You see, Megan shares photos of Bubby all the time, and we Skype fairly regularly (except for the last few weeks when Megan's computer's been on the fritz). Because of the photos and the Skype sessions, I've been led to believe that Bubby's a big boy.

But he's not. And I learned that right away.

When I landed in the desert, Preston picked me up from the airport and we drove the nearly one hour to their house, where Bubby and Megan awaited my arrival. Preston pulled in the garage, we got out, the door to the house opened, and I heard gleeful calls from Bubby and Megan as I headed to the trunk to collect my things. I couldn't see Bubby, but I heard the pitter-patter of his bare feet coming around the back of the car to greet me.

Then he made it around the corner of the car ... and stopped me in my tracks. For standing before me wasn't the big boy I had expected to greet me, but an itsy-bitsy munchkin.

Instantly, my fear that Bubby had grown so much since I'd last held him that I'd no longer be able to hold him vanished.
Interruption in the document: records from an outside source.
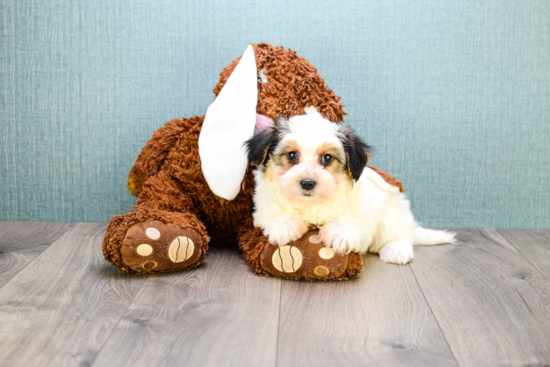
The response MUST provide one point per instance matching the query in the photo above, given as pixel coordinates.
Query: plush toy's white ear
(229, 122)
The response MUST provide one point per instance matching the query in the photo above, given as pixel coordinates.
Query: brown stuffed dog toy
(193, 181)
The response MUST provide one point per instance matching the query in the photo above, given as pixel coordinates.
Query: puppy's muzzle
(307, 184)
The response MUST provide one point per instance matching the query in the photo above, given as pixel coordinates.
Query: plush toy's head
(287, 84)
(265, 83)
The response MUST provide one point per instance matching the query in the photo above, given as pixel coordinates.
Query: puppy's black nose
(307, 184)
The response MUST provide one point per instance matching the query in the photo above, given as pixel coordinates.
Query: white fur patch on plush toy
(228, 124)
Instantly, the idea that the camera adds 10 pounds became a reality -- a reality multiplied to seem like even more considering those 10 pounds were added to a barely-over-30-pound frame.

Yes, Bubby may act like a big boy and look like a big boy in photos, but he's still so very much -- as his mom calls him -- a peanut.

A peanut that is just over 30 inches tall -- still quite short of a yardstick.

A peanut that can barely reach the door handles throughout the house.

A peanut whose head only slightly rises above the top of the bathtub when bathing.

A peanut that is just one little-boy-head taller than the average-sized golden retriever.

Even though photos -- including those I took myself so I know they're not Photoshopped -- make Bubby look long and large, I know now it's an illusion, that my grandson is not a big boy.

Truly, my grandson is a peanut.

But that's just fine with me because he's a peanut this grandma can easily lift to see into the display case when choosing from the 31 flavors at the ice cream parlor.

A peanut this grandma can easily carry up the long flight of stairs to his bedroom after he falls asleep in the car.

A peanut this grandma has no trouble holding up to the mirror so together we can laugh at his funky robot hat.

A peanut this grandma can easily lift from the bathtub, wrap in a towel, and carry to his bed for pajama time.

A peanut that easily fits in this grandma's lap for hugging and rocking and reading bedtime stories.

There's no way around it: Bubby is a peanut. And that's okay. Because this grandma is huge lover of peanuts.

Especially peanuts that go by the name of Bubby.

Today's question:

What is your favorite food featuring peanuts?